Ses ongles crissèrent sur le bois et vinrent effleurer le canon d’un revolver.
Le stylo explosa contre la charpente. La lettre fut pliée sans soin, puis enfoncée au fond d’une boîte bien trop volumineuse pour cette poignée de mots.
Il y manquait encore quelque chose. Cette colombe, achetée dans une animalerie.
La femme se précipita au rez-de-chaussée, l’oiseau de paix serré entre ses mains furieuses. Aucune porte à pousser pour traverser les pièces obscures, elle les avait toutes ôtées, méticuleusement, les unes après les autres.
L’ombre glissa devant un miroir, puis revint, à reculons, abandonnant sous ses pas les traces sanglantes de ses talons abîmés.
Elle fixa alors la trotteuse de sa montre et porta le volatile à hauteur de son nez.

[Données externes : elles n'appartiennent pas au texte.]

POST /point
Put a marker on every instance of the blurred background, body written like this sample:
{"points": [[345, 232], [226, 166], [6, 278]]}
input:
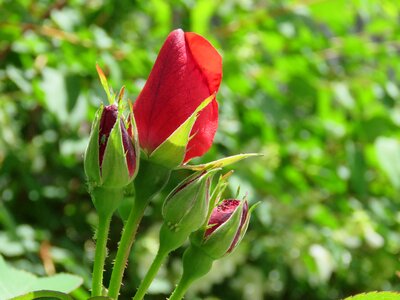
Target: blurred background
{"points": [[314, 85]]}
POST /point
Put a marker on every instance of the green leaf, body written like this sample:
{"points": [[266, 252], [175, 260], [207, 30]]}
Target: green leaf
{"points": [[15, 282], [44, 294], [172, 151], [91, 162], [388, 154], [220, 162], [375, 296]]}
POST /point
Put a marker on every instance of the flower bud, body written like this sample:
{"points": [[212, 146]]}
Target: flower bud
{"points": [[186, 207], [112, 155], [226, 227]]}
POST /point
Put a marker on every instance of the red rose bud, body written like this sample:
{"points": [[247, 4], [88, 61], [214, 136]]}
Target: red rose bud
{"points": [[187, 71], [226, 227], [185, 208], [111, 157]]}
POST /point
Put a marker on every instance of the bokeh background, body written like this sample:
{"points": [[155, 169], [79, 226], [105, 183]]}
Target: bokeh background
{"points": [[313, 85]]}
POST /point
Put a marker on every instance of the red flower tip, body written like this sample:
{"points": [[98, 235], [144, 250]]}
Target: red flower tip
{"points": [[188, 70], [108, 118]]}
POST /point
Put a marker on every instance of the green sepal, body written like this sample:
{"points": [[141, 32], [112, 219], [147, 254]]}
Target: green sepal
{"points": [[217, 193], [220, 163], [104, 83], [91, 161], [187, 205], [195, 264], [115, 173], [218, 243], [135, 139], [171, 152]]}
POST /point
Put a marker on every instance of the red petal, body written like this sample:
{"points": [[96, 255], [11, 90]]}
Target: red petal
{"points": [[187, 71], [107, 121]]}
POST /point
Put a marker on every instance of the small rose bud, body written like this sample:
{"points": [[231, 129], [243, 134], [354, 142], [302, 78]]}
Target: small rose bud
{"points": [[226, 227], [186, 207], [112, 155]]}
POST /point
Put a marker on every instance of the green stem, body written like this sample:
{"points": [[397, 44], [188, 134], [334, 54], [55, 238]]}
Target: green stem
{"points": [[195, 265], [147, 280], [124, 248], [180, 289], [44, 294], [100, 254]]}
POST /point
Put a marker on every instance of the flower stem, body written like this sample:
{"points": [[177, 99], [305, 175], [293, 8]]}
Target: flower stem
{"points": [[147, 280], [195, 265], [180, 289], [124, 248], [100, 254]]}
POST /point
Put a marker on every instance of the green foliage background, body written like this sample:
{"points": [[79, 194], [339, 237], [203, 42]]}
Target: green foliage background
{"points": [[314, 85]]}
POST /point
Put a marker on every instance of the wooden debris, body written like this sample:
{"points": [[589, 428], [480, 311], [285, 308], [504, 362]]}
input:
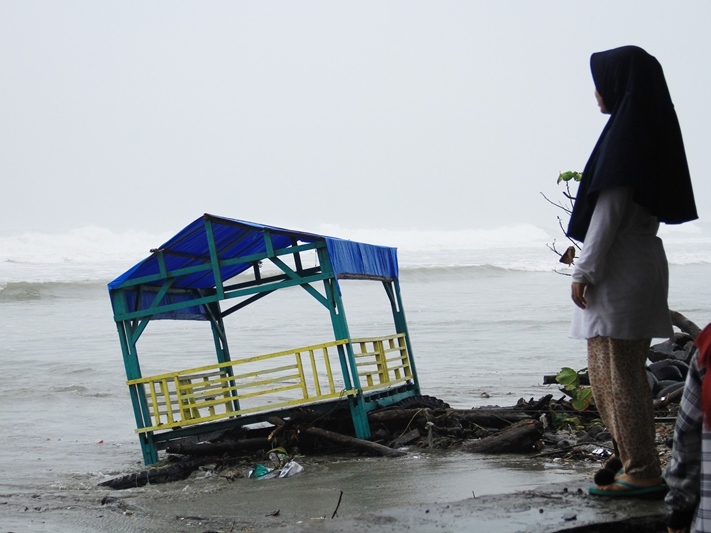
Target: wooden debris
{"points": [[519, 438]]}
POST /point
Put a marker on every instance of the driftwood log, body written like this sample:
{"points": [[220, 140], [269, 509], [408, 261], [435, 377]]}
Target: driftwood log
{"points": [[491, 418], [684, 324], [345, 440], [519, 438], [219, 448]]}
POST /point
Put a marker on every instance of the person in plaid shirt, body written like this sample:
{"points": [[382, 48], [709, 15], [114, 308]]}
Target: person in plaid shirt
{"points": [[689, 472]]}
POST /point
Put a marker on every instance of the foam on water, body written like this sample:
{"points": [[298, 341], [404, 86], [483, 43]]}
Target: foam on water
{"points": [[98, 254]]}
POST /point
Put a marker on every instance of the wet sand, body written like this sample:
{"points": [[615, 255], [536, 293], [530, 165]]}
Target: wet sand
{"points": [[371, 487]]}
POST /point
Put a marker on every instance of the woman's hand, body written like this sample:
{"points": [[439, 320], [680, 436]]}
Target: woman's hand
{"points": [[579, 290]]}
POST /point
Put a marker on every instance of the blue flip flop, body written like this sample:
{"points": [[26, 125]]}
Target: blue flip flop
{"points": [[632, 491]]}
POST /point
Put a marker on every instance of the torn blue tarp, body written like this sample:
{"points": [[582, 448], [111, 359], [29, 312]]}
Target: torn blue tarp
{"points": [[190, 250]]}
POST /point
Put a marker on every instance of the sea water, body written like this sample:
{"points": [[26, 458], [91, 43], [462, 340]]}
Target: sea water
{"points": [[488, 315]]}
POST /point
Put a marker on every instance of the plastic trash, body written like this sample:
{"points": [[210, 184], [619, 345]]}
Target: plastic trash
{"points": [[259, 471], [290, 469]]}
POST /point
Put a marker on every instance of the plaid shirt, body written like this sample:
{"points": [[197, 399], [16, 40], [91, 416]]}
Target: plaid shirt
{"points": [[689, 472]]}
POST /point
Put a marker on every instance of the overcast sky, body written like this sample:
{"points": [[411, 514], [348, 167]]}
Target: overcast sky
{"points": [[364, 114]]}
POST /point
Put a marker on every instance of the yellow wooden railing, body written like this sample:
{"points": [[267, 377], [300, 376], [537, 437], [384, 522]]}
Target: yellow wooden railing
{"points": [[382, 361], [268, 382]]}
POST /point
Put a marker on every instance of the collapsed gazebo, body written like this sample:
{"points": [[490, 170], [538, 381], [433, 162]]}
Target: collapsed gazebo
{"points": [[212, 269]]}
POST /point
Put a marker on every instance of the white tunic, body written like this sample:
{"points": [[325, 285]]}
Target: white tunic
{"points": [[624, 261]]}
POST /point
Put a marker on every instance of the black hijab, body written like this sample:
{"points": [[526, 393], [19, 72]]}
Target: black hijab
{"points": [[641, 145]]}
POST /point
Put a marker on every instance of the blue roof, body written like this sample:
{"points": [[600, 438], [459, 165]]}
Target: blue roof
{"points": [[235, 239]]}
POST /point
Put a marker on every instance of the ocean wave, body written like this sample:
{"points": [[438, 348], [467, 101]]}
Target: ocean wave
{"points": [[90, 255]]}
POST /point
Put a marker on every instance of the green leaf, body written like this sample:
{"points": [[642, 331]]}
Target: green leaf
{"points": [[568, 376], [569, 175]]}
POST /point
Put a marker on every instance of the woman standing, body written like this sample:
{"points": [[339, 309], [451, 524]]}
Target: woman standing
{"points": [[636, 177]]}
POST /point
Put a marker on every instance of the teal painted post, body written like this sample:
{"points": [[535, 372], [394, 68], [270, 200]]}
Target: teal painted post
{"points": [[133, 371], [340, 329], [219, 336]]}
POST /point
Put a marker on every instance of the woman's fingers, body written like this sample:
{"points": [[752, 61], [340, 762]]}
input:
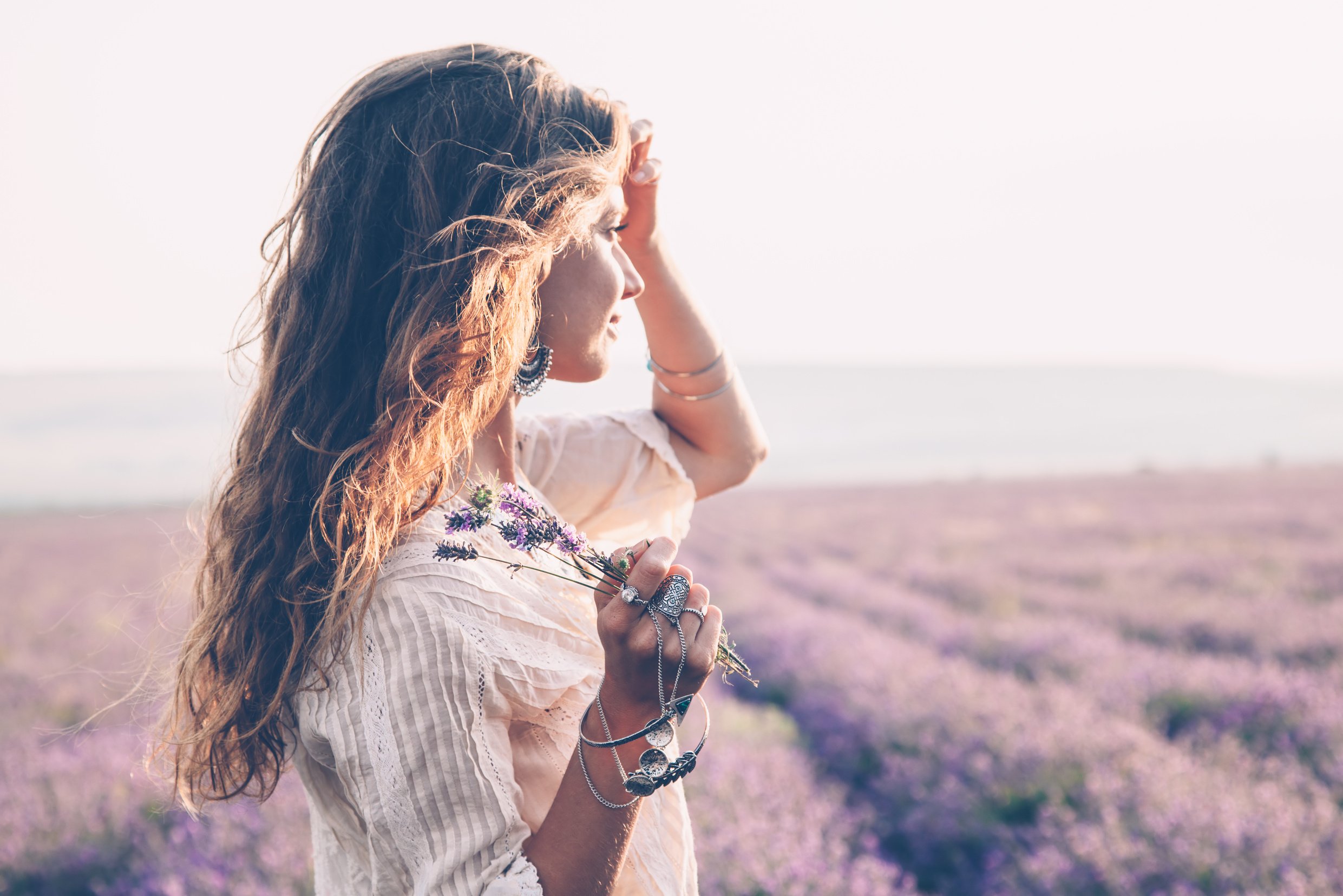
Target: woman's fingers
{"points": [[648, 172], [641, 138], [652, 562]]}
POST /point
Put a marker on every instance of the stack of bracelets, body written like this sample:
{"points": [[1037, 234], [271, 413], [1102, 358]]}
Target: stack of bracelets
{"points": [[656, 768]]}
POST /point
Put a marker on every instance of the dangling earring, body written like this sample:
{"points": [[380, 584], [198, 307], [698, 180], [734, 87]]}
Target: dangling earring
{"points": [[531, 376]]}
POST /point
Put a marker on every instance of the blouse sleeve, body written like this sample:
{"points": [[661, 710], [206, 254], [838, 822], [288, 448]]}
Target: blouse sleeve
{"points": [[418, 739], [614, 476]]}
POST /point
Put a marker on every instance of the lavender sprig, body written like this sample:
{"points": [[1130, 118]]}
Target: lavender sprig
{"points": [[526, 526]]}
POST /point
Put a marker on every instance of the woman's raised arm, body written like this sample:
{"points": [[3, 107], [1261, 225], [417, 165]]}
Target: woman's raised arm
{"points": [[719, 437]]}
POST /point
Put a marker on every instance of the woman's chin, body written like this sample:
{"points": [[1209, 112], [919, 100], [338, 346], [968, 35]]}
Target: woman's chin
{"points": [[591, 369]]}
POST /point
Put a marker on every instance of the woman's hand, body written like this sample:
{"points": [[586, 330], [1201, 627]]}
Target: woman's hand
{"points": [[632, 644], [641, 191]]}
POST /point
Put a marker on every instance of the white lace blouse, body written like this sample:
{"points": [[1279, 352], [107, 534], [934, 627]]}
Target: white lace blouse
{"points": [[426, 774]]}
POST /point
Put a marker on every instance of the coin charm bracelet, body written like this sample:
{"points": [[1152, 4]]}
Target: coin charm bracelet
{"points": [[656, 768]]}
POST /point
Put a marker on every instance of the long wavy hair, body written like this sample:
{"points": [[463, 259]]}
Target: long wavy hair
{"points": [[399, 300]]}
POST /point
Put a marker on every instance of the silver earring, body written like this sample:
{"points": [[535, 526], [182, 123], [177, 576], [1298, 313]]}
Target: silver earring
{"points": [[531, 376]]}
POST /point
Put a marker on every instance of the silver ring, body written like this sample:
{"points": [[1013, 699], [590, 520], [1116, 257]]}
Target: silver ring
{"points": [[671, 596]]}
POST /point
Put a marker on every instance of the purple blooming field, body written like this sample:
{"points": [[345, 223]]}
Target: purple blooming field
{"points": [[1091, 685]]}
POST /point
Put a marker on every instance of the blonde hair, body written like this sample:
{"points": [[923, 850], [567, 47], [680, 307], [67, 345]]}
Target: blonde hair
{"points": [[399, 299]]}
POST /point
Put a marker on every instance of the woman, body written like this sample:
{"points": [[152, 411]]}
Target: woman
{"points": [[464, 224]]}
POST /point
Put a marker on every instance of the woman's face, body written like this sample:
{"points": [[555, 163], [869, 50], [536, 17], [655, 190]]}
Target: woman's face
{"points": [[582, 295]]}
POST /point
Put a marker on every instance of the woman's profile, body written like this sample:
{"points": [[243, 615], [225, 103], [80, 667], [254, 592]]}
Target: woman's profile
{"points": [[465, 225]]}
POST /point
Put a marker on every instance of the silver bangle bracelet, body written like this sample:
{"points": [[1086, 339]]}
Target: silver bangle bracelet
{"points": [[697, 398], [658, 369]]}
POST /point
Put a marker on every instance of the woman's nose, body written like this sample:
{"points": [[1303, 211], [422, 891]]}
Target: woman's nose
{"points": [[633, 283]]}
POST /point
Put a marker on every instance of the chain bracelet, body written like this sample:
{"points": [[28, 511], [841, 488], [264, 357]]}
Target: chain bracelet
{"points": [[680, 768], [595, 792]]}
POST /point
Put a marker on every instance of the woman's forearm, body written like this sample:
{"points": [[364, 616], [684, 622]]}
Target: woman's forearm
{"points": [[581, 845], [723, 436]]}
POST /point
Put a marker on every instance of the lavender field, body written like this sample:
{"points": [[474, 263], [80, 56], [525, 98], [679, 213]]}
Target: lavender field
{"points": [[1113, 685]]}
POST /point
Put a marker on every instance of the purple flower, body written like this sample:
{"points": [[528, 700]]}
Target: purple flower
{"points": [[516, 501], [517, 534], [456, 551], [570, 540], [467, 519]]}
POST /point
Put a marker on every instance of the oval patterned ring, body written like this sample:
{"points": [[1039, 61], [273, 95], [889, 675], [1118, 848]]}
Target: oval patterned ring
{"points": [[671, 597]]}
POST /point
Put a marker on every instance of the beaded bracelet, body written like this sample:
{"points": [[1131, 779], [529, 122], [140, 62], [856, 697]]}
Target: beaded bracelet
{"points": [[656, 769]]}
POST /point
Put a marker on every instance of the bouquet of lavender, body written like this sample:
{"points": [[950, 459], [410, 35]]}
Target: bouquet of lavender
{"points": [[527, 526]]}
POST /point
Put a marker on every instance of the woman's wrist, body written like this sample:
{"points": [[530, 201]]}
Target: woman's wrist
{"points": [[646, 252]]}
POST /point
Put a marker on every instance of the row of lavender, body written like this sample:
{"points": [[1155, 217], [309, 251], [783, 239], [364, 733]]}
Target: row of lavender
{"points": [[1113, 685], [80, 817], [78, 813], [1123, 685]]}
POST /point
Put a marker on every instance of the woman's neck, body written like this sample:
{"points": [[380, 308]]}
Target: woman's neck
{"points": [[495, 449]]}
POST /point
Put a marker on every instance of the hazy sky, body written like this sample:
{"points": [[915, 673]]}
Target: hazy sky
{"points": [[1119, 183]]}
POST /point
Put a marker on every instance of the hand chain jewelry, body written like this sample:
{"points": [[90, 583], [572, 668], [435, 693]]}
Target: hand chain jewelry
{"points": [[656, 770]]}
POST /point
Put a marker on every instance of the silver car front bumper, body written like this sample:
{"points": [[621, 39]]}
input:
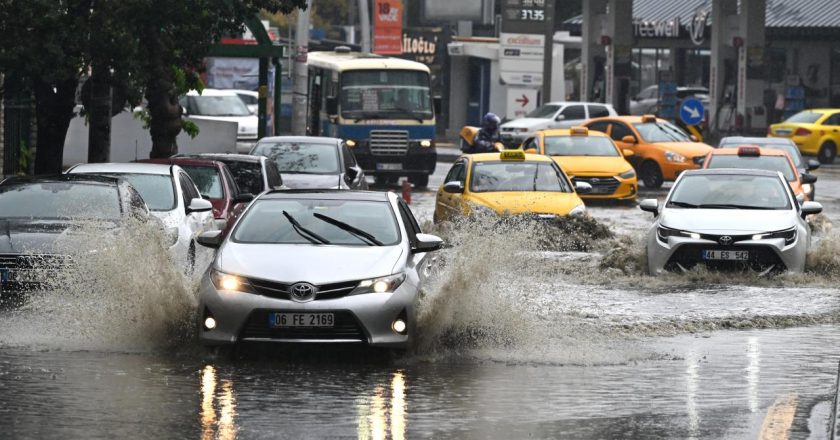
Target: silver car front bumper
{"points": [[365, 318]]}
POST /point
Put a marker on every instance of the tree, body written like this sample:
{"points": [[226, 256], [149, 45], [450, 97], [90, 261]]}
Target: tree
{"points": [[175, 37], [43, 43]]}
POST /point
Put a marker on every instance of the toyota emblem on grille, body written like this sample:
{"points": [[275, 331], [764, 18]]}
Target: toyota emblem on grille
{"points": [[303, 291]]}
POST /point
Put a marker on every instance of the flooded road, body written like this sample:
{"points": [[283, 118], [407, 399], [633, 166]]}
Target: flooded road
{"points": [[517, 342]]}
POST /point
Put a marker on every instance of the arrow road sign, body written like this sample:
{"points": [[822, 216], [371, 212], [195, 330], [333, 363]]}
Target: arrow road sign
{"points": [[691, 111]]}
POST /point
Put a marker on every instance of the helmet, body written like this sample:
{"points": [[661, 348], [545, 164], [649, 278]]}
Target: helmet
{"points": [[490, 121]]}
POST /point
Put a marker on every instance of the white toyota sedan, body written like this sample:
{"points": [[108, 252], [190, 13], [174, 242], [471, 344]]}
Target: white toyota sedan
{"points": [[729, 219]]}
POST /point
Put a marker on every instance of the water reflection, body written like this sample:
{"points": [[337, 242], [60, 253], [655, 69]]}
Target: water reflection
{"points": [[220, 426], [383, 411]]}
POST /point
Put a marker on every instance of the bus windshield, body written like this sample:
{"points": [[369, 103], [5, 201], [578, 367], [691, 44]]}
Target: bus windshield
{"points": [[374, 94]]}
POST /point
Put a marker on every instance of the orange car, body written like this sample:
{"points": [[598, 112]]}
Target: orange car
{"points": [[661, 149], [753, 157]]}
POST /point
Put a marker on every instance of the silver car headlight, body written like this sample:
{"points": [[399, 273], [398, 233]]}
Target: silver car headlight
{"points": [[226, 281], [662, 233], [674, 157], [629, 174], [379, 285], [578, 211], [788, 234]]}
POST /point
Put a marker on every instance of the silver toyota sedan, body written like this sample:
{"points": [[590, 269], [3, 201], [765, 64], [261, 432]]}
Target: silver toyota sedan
{"points": [[729, 219], [323, 266]]}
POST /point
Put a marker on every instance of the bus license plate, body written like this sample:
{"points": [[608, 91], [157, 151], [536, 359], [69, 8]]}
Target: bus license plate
{"points": [[283, 320], [726, 255]]}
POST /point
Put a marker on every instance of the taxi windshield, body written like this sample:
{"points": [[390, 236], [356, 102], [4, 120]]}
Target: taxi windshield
{"points": [[729, 191], [517, 176], [579, 146], [772, 163], [661, 132]]}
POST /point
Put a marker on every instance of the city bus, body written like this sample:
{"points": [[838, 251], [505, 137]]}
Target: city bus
{"points": [[382, 107]]}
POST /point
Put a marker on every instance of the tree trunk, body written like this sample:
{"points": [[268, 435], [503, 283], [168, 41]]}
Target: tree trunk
{"points": [[99, 130], [54, 109], [164, 109]]}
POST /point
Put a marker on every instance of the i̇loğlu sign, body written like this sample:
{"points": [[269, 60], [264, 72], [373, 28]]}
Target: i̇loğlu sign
{"points": [[695, 29]]}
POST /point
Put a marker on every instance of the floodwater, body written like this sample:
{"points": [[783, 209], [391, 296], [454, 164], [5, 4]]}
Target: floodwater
{"points": [[518, 339]]}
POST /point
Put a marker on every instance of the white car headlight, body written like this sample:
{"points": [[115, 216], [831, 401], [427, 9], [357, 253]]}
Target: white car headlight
{"points": [[578, 211], [674, 157], [379, 285]]}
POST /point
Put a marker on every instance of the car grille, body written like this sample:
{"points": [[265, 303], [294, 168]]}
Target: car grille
{"points": [[388, 142], [600, 185], [346, 327], [690, 255], [281, 290]]}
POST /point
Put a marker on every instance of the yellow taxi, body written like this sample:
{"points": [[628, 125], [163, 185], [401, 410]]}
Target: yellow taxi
{"points": [[591, 157], [661, 149], [510, 182], [815, 132]]}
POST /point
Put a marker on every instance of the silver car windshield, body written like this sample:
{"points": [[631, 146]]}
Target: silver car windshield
{"points": [[729, 191], [59, 201], [314, 221]]}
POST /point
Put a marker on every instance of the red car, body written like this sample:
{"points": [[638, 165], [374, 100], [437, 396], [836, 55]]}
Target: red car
{"points": [[215, 183]]}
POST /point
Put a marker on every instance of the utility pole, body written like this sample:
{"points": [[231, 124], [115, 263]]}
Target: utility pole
{"points": [[300, 99], [364, 22]]}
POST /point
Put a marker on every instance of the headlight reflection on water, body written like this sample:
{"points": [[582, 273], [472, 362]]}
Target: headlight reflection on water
{"points": [[383, 414], [220, 426]]}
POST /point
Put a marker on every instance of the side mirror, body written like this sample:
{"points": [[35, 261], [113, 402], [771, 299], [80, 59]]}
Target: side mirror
{"points": [[243, 198], [427, 243], [453, 187], [332, 105], [650, 205], [810, 208], [211, 239], [199, 205], [583, 188], [629, 139], [808, 178]]}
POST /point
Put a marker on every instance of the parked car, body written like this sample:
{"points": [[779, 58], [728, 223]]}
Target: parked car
{"points": [[552, 115], [647, 101], [171, 196], [269, 283], [784, 144], [313, 162], [252, 174], [215, 183], [661, 150], [36, 212], [223, 105], [729, 220], [815, 132]]}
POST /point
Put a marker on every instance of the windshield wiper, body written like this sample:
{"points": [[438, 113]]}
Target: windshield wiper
{"points": [[351, 229], [731, 206], [682, 204], [312, 237]]}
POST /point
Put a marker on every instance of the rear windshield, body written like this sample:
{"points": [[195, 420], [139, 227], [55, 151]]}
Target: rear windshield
{"points": [[59, 200], [308, 221], [771, 163], [806, 117], [579, 146]]}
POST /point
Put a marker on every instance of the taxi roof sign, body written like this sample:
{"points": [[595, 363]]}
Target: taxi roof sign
{"points": [[512, 155]]}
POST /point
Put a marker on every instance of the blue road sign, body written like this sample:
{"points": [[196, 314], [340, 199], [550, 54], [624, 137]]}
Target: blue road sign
{"points": [[691, 111]]}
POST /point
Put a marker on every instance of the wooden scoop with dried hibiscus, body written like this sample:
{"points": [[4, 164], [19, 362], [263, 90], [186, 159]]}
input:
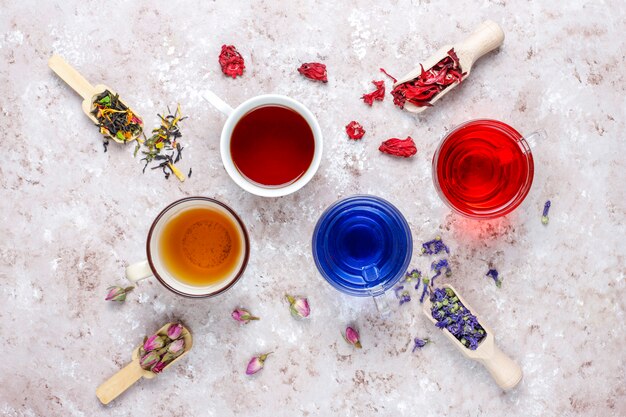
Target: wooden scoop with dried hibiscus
{"points": [[158, 351], [439, 74], [101, 104]]}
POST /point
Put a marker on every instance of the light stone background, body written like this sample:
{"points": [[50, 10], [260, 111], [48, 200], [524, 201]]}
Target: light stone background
{"points": [[73, 216]]}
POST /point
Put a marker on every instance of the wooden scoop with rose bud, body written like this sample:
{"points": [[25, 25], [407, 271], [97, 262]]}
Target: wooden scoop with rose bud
{"points": [[132, 372], [120, 129], [487, 37], [504, 370]]}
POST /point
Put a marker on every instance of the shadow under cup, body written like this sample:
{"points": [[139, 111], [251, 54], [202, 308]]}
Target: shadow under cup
{"points": [[215, 283]]}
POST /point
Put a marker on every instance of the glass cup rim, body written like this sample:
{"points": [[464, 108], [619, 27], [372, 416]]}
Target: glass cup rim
{"points": [[522, 192], [231, 281]]}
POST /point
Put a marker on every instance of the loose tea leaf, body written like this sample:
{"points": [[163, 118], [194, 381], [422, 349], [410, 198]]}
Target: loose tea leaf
{"points": [[314, 71], [354, 130], [115, 119], [423, 89], [378, 94], [165, 138], [231, 61], [399, 147]]}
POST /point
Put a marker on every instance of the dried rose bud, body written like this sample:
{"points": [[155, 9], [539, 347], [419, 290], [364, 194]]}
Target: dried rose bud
{"points": [[174, 331], [352, 337], [153, 342], [243, 316], [314, 71], [256, 363], [158, 367], [115, 293], [299, 306], [176, 347], [148, 360]]}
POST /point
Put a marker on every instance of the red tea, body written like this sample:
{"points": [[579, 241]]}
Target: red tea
{"points": [[272, 146], [484, 168]]}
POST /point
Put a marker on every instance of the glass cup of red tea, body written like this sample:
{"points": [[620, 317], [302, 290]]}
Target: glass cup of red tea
{"points": [[271, 145], [484, 169]]}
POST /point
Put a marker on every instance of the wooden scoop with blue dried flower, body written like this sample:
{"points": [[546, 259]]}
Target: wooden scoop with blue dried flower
{"points": [[462, 325]]}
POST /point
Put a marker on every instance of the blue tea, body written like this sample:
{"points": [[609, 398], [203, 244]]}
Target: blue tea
{"points": [[362, 245]]}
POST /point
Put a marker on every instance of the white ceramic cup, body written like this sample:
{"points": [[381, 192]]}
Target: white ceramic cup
{"points": [[234, 115], [154, 266]]}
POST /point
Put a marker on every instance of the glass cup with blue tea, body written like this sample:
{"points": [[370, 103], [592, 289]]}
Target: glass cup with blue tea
{"points": [[362, 246]]}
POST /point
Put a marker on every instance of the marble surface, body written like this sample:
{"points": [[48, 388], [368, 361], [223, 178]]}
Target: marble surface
{"points": [[73, 216]]}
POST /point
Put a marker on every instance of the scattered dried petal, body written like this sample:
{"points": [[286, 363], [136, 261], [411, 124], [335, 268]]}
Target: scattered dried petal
{"points": [[314, 71], [355, 130], [116, 293], [243, 316], [399, 147], [352, 337], [231, 61], [256, 363], [378, 94]]}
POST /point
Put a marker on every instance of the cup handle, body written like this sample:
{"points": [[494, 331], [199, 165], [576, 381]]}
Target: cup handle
{"points": [[138, 271], [217, 102], [539, 135]]}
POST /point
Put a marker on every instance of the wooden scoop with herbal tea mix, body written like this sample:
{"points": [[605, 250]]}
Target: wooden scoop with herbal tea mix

— Si tu clignes sept, non, huit fois des yeux en moins de dix secondes, c’est que David m’aime à la folie. Sept fois, il m’aime, mais un peu moins. Ne descends pas en dessous de six, OK ?
Et elle compta, pressant la pauvre bête de plus en plus fort. Des piaillements s’élevèrent jusque dans les combles.
— Cligne des yeux, putain de bestiole !
L’oiseau sursauta une dernière fois.
Face à l’échec, la femme essaya de trouver des excuses. Ce pari-là n’était pas valable, elle en avait déjà fait un autre dans l’heure, perdu lui aussi. On ne peut pas réaliser deux paris trop rapprochés ! Bien sûr !
Elle considéra le miroir. Derrière elle, punaisé au mur, un article de journal agrandi à taille humaine : David... De près, qualité exécrable, malgré la retouche informatique de chaque pixel du visage, mais de loin, en tamisant la lumière... la subtile illusion que David l’enlaçait. Souvent, elle se pâmait là, dans le flux des heures blanches, à disséquer leur couple dans la glace. Ils formaient un duo tellement parfait. Si seulement sa sale garce de femme...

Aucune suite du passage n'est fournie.